The  practical  implication  of  this  knowledge  is that  it  is  theoretically  possible  to  use  the  rate  of increase in the RPE to estimate the exercise duration  or  time  remaining  to  exhaustion  at  a  given work  rate  or  pace.  It  is  postulated  that  athletes continually compare their momentary or conscious RPE with an expected RPE (the “template RPE”) through a process of internal negotiation at a particular portion of a race, and adjust pace to match the anticipated and experienced values for RPE Murielle  Garcin  and  colleagues  introduced  the 1–20 Estimate Time Limit (ETL) scale to provide a direct measure of how the effort at any given point during exercise can be used to provide a subjective estimation  of  the  time  remaining  to  exhaustion. The  validity  and  applications  of  the  scale  have been  reviewed  by  Coquart  et  al.  (2012).  In  this scale,  the  numbers  17,  13,  9  and  4  relate  to  an anticipated end time to exhaustion of 4, 15 and 60 minutes  and  2  hours,  as  listed  on  the  ETL  Scale, respectively. The ETL scale provides further information  on  the  psychological  load  (intensity  and duration) of exercise and allows for a direct subjective  estimation  of  time  that  can  be  maintained at  any  intensity  and  at  any  given  instant.  Use  of the ETL, in conjunction with the RPE, provides a further  method  of  understanding  the  relationship between perceived effort, exercise intensity, and the duration that remains until physical exhaustion.

Conclusion

The  concept  of  perceived  exertion  is  a  key  variable of interest in sport and exercise science. It has applications in children and adults, from sedentary through elite athletic status. Practitioners have used it  successfully  with  paraplegic,  partially  sighted, obese, cardiac and other clinical populations. It can be  used  to  predict  the  limits  of  exercise,  to  regulate  exercise  intensity,  to  assess  training  load  and to compare training status. However, its utility has to be considered within the dynamic context of the fundamental continua originally identified by Borg.

References:

  1. Borg, G. (1998). Borg’s perceived exertion and pain scales. Champaign, IL: Human Kinetics.
  2. Coquart, J. B., Eston, R. G., Noakes, T. D., TournyChollet, C., L’hermette, M., Lemaitre, F., et al. (2012). Estimated time limit: A brief review of a perceptually based scale. Sports Medicine, 42, 845–855.
  3. Eston, R. G. (2012). Use of ratings of perceived exertion in sports. International Journal of Sports Physiology and Performance, 7, 175–182.
  4. Eston, R. G., & Parfitt, C. G. (2007). Effort perception. In N. Armstrong, Paediatric exercise physiology (pp. 275–298). London: Elsevier.
  5. Morgan, W. P. (1994). Psychological components of effort sense. Medicine & Science in Sports and Exercise, 26, 1071–1077.
  6. Noble, B. J., & Robertson, R. J. (1996). Perceived exertion.

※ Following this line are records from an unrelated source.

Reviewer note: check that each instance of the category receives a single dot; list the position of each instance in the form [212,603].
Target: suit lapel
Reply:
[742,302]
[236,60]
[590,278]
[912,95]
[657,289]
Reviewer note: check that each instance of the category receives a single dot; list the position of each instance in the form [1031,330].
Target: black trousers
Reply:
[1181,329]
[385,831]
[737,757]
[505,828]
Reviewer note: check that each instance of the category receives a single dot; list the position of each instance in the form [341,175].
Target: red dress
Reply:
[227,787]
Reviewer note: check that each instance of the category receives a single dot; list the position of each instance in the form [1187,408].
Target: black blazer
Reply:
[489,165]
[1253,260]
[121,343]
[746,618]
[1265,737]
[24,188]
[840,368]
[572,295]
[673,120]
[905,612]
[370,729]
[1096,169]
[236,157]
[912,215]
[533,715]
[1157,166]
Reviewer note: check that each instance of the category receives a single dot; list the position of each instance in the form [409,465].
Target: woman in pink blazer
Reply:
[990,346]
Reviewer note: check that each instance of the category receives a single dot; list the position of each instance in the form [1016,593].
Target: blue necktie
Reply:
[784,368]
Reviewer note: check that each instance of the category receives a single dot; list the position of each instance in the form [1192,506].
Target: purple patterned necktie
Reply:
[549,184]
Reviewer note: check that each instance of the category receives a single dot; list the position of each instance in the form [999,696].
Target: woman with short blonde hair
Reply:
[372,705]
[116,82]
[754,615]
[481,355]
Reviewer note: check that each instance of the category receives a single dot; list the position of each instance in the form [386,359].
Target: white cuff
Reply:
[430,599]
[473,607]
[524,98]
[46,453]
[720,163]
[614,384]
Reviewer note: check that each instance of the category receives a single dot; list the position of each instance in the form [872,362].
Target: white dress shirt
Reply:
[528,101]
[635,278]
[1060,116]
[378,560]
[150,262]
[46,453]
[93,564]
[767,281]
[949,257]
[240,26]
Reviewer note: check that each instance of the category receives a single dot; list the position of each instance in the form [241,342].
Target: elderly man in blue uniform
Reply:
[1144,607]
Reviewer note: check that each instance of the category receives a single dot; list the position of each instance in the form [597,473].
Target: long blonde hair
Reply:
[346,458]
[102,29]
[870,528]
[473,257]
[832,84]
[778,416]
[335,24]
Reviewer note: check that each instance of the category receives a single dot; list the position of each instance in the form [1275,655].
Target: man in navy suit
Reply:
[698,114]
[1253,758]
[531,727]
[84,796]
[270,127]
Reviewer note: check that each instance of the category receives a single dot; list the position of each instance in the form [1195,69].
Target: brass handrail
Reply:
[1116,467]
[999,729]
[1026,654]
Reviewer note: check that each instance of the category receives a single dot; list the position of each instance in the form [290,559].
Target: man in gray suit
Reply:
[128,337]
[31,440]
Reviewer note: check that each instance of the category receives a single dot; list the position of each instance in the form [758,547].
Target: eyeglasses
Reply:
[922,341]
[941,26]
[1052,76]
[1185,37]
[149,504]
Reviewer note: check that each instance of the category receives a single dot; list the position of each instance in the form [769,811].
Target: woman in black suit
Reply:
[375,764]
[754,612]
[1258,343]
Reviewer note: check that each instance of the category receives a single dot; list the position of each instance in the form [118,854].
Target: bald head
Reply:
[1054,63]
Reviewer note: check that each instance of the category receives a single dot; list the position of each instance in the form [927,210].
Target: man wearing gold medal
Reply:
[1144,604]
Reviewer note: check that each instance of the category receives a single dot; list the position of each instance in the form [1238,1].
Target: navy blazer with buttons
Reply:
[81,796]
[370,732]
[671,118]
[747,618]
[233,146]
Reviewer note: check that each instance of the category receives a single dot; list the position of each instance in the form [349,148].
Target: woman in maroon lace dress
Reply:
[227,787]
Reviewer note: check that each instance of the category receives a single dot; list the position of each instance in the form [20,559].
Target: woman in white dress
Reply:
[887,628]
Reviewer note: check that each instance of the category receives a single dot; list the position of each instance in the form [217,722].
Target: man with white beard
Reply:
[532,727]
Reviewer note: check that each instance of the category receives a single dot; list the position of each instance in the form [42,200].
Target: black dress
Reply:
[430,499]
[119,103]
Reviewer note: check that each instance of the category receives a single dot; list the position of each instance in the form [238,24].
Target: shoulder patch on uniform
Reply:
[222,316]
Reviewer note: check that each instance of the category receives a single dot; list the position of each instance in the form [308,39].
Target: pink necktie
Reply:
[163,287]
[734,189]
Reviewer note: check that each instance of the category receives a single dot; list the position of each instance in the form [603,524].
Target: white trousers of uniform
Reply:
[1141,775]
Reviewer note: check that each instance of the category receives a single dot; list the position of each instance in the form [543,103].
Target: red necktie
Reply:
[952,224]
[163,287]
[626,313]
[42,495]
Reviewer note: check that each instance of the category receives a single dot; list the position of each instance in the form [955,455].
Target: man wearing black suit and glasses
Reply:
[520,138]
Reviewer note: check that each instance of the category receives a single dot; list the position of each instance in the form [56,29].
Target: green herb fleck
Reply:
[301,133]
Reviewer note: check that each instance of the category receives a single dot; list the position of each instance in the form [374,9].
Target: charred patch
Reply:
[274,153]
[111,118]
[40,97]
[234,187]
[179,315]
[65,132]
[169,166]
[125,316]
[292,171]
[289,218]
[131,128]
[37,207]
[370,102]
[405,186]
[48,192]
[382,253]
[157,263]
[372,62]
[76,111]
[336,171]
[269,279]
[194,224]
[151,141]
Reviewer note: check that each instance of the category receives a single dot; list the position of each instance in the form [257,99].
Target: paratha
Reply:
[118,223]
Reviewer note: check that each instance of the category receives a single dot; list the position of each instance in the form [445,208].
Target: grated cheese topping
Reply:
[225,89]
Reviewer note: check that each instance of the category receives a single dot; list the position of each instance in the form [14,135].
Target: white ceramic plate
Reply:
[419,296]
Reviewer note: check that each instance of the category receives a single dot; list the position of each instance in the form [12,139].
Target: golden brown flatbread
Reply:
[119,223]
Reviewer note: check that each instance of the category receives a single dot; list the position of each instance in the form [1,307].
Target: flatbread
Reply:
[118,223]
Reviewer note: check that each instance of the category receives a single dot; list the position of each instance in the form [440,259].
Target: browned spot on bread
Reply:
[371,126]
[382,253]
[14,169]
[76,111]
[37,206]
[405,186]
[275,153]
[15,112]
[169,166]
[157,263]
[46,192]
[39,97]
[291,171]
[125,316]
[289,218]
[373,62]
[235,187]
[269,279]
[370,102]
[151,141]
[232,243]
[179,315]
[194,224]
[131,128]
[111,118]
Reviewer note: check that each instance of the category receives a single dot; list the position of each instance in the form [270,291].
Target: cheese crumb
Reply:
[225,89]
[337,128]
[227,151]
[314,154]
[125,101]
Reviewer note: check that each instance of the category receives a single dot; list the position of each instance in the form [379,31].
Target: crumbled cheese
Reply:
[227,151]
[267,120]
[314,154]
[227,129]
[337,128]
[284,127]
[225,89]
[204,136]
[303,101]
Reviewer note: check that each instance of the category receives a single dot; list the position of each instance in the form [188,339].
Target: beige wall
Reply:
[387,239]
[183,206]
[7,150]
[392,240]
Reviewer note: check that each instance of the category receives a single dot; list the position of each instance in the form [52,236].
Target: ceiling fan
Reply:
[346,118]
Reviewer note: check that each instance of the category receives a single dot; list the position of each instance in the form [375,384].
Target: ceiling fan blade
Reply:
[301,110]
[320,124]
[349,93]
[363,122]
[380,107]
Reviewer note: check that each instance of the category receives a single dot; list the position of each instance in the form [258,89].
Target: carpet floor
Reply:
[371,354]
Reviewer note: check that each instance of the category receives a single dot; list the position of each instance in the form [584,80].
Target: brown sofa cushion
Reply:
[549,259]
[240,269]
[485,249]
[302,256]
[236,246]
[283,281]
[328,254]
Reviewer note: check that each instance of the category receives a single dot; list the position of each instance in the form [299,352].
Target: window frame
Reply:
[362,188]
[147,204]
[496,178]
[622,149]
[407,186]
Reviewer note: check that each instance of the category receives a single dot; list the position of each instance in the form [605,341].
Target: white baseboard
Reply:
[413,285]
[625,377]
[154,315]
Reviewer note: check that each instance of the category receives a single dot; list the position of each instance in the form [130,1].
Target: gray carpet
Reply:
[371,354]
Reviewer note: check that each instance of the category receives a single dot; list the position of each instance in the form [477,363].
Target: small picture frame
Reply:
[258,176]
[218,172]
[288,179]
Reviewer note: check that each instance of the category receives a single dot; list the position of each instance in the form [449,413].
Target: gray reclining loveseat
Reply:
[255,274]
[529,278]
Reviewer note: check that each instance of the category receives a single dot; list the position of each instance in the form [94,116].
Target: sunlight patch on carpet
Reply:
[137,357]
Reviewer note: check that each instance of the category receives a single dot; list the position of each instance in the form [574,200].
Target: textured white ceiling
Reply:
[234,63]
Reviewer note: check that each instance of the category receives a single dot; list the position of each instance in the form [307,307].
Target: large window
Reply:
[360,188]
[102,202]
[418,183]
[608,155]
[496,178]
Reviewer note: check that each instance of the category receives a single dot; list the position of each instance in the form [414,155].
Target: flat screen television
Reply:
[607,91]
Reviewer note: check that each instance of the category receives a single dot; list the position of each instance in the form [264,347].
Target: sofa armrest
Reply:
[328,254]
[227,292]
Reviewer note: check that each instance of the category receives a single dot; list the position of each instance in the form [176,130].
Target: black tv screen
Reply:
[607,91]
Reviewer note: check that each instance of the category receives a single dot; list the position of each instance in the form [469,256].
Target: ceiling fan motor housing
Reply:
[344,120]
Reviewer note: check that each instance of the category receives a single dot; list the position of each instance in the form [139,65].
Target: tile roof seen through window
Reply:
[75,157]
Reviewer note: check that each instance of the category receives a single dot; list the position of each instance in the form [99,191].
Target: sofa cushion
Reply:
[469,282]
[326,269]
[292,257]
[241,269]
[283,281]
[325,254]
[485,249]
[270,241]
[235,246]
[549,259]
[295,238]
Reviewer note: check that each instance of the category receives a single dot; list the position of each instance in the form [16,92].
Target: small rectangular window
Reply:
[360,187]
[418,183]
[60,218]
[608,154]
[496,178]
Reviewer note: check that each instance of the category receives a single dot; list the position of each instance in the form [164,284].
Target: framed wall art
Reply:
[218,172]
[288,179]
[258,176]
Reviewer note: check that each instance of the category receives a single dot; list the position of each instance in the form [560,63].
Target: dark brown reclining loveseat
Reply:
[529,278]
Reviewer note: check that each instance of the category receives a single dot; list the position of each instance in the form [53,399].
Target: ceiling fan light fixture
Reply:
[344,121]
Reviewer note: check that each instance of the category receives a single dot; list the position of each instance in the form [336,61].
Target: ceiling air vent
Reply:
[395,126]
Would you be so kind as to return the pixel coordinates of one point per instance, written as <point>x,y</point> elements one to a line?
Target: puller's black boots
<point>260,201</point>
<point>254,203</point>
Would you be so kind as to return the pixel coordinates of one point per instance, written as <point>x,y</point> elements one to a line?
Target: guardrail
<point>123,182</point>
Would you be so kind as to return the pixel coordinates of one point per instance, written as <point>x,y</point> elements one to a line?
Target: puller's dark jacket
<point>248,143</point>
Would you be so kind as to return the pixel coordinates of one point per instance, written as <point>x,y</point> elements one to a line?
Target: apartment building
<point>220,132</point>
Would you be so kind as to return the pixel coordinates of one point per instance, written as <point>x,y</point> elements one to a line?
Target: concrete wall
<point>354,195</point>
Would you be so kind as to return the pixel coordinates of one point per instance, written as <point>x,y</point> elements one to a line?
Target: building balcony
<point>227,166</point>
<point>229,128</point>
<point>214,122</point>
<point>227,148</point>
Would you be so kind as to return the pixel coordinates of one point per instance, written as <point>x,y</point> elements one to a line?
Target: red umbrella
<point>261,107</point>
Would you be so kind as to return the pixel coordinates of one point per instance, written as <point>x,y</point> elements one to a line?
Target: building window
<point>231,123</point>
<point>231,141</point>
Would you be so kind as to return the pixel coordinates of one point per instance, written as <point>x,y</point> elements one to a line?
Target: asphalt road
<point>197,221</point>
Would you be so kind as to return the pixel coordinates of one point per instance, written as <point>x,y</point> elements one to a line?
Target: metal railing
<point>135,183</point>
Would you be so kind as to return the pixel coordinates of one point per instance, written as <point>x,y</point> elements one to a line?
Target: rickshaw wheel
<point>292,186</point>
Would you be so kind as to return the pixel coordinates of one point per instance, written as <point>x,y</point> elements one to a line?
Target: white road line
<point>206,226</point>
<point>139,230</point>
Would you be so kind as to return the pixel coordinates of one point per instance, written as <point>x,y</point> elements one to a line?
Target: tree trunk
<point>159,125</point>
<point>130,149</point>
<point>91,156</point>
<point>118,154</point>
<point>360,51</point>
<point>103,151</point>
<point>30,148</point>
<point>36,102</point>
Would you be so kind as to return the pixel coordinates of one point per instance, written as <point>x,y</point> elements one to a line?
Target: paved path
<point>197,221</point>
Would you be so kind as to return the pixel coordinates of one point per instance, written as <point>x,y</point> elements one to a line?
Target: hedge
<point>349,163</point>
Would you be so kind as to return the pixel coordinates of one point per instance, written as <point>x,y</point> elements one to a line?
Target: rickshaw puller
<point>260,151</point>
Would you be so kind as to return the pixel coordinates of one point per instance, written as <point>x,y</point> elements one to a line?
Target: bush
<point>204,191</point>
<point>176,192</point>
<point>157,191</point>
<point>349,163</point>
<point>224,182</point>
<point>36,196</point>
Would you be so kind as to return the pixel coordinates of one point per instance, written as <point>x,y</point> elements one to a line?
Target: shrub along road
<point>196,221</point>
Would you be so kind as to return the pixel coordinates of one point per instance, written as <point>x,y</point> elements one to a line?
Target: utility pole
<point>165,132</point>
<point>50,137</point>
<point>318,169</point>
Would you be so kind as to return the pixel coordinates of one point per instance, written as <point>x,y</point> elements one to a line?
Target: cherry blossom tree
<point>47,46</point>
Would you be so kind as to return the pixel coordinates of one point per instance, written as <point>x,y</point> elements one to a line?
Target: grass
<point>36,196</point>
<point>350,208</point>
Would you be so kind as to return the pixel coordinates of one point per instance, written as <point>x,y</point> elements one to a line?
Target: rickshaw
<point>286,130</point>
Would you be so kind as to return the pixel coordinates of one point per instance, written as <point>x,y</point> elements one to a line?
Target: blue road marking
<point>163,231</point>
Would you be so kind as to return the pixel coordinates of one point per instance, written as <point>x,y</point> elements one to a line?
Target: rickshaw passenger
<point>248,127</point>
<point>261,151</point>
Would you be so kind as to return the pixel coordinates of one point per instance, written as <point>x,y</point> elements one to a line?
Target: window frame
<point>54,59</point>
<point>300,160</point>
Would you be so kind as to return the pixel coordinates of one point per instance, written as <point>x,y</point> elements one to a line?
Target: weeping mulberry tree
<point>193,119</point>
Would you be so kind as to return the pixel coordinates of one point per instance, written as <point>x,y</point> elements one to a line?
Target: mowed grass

Champaign, IL: Human Kinetics.
  7. Scherr, J., Wolfarth, B., Christle, J. W., Pressler, A., Wagenpfeil, S., & Halle, M. (2012). Associations between Borg’s rating of perceived exertion and physiological measures of exercise intensity. European Journal of Applied Physiology, 113, 147–155.
  8. Tenenbaum, G., & Hutchinson, J. C. (2007). A socialcognitive perspective of perceived and sustained effort. In G. Tenenbaum & R. C. Eklund (Eds.), Handbook of sport psychology (3rd ed., pp. 560–577). Hoboken, NJ: Wiley.